Dietro agli scontri tra il generale Khalifa Haftar e il presidente Fayez al-Sarraj si celano infatti i nomi di Emmanuel Macron, di Recep Tayyip Erdogan, di Vladimir Putin e di Abdel Fatah al Sisi. E nessuno di loro, in fondo, è minimamente interessato al bene della popolazione libica, bensì a semplici vantaggi economici legati alla conquista di un pozzo petrolifero aggiuntivo rispetto ai propri rivali internazionali. Una guerra di logoramento, fatta di brevi avanzate e celeri ritirate, tutte svolte nelle vicinanze di qualche giacimento di oro, il vero tesoro della Libia che Gheddafi ha tentato di difendere sino all’ultimo dall’invasione straniera.

Le bugie dei buonisti

Una delle frasi ripetute soprattutto dalle fazioni progressiste dell’Europa si riferiva alla necessità sociale di intervenire in Libia a seguito delle gravissime violazioni dei diritti umani perpetrati dalla famiglia Gheddafi. In parte fondata, questo grido di battaglia è stato in grado di convincere l’opinione pubblica circa la necessità di intervento, permettendo alla Libia di “liberarsi” da un regime durato oltre quarant’anni. Tuttavia, dall’intervento internazionale ad oggi che cosa ne è rimasto del territorio libico e della sua popolazione, se non qualche maceria e la quasi totalità delle famiglie distrutte?

In confronto a quanto accaduto in questi anni in Libia nei confronti della popolazione, Gheddafi potrebbe quasi essere paragonato a un agnellino. Una guerra continua, una criminalità nelle città giunta alle stelle e la continua paura che, da un momento all’altro, una bomba possa piovere sulla propria testa a causa di qualche mezzo militare straniero. La profezia di Gheddafi, in buona sintesi, non è altro che la quotidianità attuale di ogni libico che abita a Tripoli, Sirte e Misurata, una sciagura causata in toto dalle mire internazionali sulla regione.

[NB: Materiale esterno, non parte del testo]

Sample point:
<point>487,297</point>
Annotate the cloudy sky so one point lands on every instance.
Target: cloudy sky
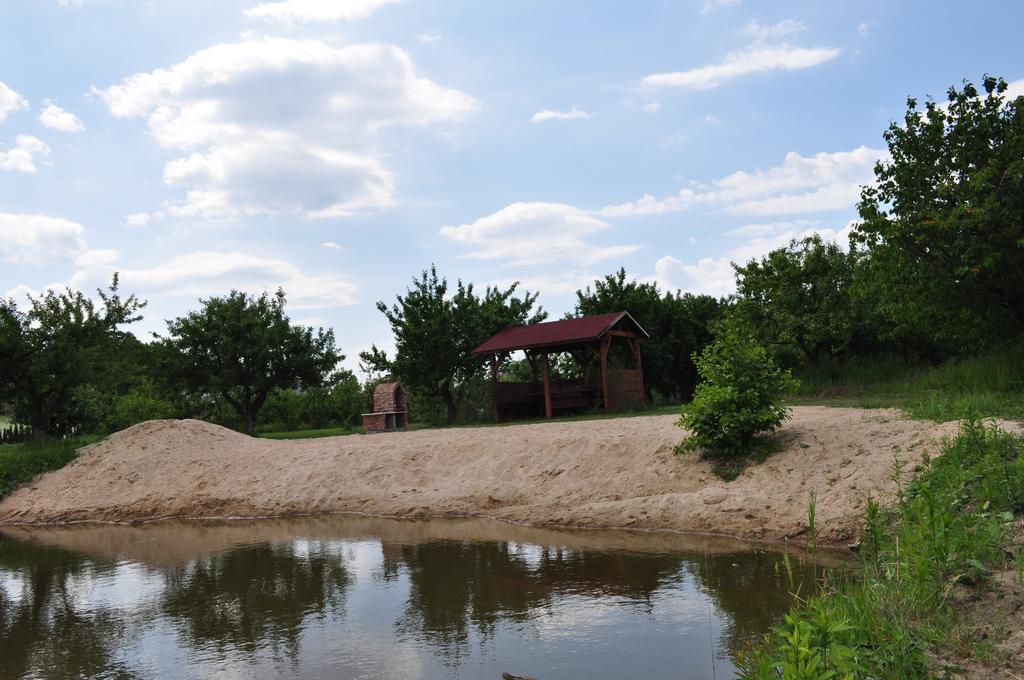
<point>336,147</point>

Tutto questo, in conclusione, non fa altro che evidenziare la grandissima frottola che ci hanno fatto bere per troppi anni e che voleva la deposizione di Gheddafi come la naturale fine di un dittatore odiato dalla popolazione. Ma la verità, in fondo, è molto diversa. La fine di Gheddafi è quella di un dittatore che, sebbene con i metodi della dittatura, ha lottato fino all’ultimo per rendere grande agli occhi del mondo il proprio Paese, tentando di salvarlo – e pagando con la sua stessa vita – l’invasione straniera.